I Am Woman; See Me Paint

 I had originally planned for the next two films in our series to be a "Blonde Bombshell" double-bill (after all, blonde bombshells can be Ordinary Ladies too). 


That will have to wait, however, because next week's film is going to be a last-minute addition to the line-up, and is included because Margaret Keane died this past Sunday at the age of 94.


Anyone who has had any contact with mid-Century American popular culture will inevitably have encountered Keane's shockingly sentimental, unashamedly cloying paintings. 

All those heart-rending waifs with their enormous eyes became emblematic of kitsch style (and weaponised consumerism) of the 60s and 70s; but anyone living through that period would have known the artist as Walter Keane, not Margaret.
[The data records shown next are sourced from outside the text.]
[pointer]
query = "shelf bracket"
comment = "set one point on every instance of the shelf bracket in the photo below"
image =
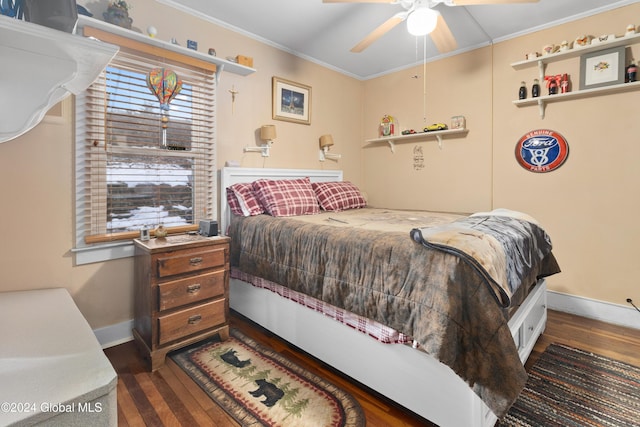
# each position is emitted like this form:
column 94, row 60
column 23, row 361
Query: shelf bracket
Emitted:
column 392, row 146
column 541, row 70
column 541, row 108
column 219, row 70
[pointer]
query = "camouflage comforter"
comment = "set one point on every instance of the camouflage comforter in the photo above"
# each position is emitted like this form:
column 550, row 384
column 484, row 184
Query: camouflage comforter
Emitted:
column 436, row 296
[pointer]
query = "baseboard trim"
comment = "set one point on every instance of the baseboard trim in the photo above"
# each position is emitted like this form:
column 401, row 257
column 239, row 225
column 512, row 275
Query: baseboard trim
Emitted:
column 616, row 314
column 112, row 335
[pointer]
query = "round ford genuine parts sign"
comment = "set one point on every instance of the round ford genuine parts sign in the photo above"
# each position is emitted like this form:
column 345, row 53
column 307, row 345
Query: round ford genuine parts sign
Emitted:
column 542, row 150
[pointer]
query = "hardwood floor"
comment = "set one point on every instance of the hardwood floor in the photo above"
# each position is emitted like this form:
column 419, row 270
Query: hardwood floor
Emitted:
column 169, row 397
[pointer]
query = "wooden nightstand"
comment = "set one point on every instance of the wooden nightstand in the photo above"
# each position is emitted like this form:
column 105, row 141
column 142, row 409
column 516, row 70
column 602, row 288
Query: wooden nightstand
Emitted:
column 181, row 293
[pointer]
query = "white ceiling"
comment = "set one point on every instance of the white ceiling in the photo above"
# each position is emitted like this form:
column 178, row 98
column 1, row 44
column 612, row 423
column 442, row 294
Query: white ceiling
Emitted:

The frankly bizarre (and vaguely pathological) story of Margaret and her husband, who took credit for her paintings and presented them to the world as his own work, became the subject for Tim Burton's 2014 film Big Eyes, starring Amy Adams and Christoph Waltz.


Tim Burton is a long-term admirer (and collector) of Keane's work, and the film he produced is a surprisingly personal and sympathetic telling of her story.  As he later said in an interview:

“In some ways, she’s the quietest feminist: ‘I am woman, you can barely hear me speak.’ But underneath, there was a spark. This person who could easily be thought of a victim, but she wasn’t a victim.”


This is exactly the idea I have been exploring with our current series of Ordinary Ladies: women who are not super-heroes or Saints or femmes fatale, but are (you should pardon the expression) ordinary ladies who are dismissed or underestimated by everyone around them, because they are the people society is designed not to notice.

You may not like Margaret Keane's paintings very much (I confess I don't) but her story is one that fits perfectly into this film series, and showing it now seems a fitting tribute to a woman who had to fight for the spot in 20th Century American culture that should rightly have been hers from the beginning.

We will screen Big Eyes at 7.30pm on Thursday, the 7th of July at the Victoria Park Baptist Church.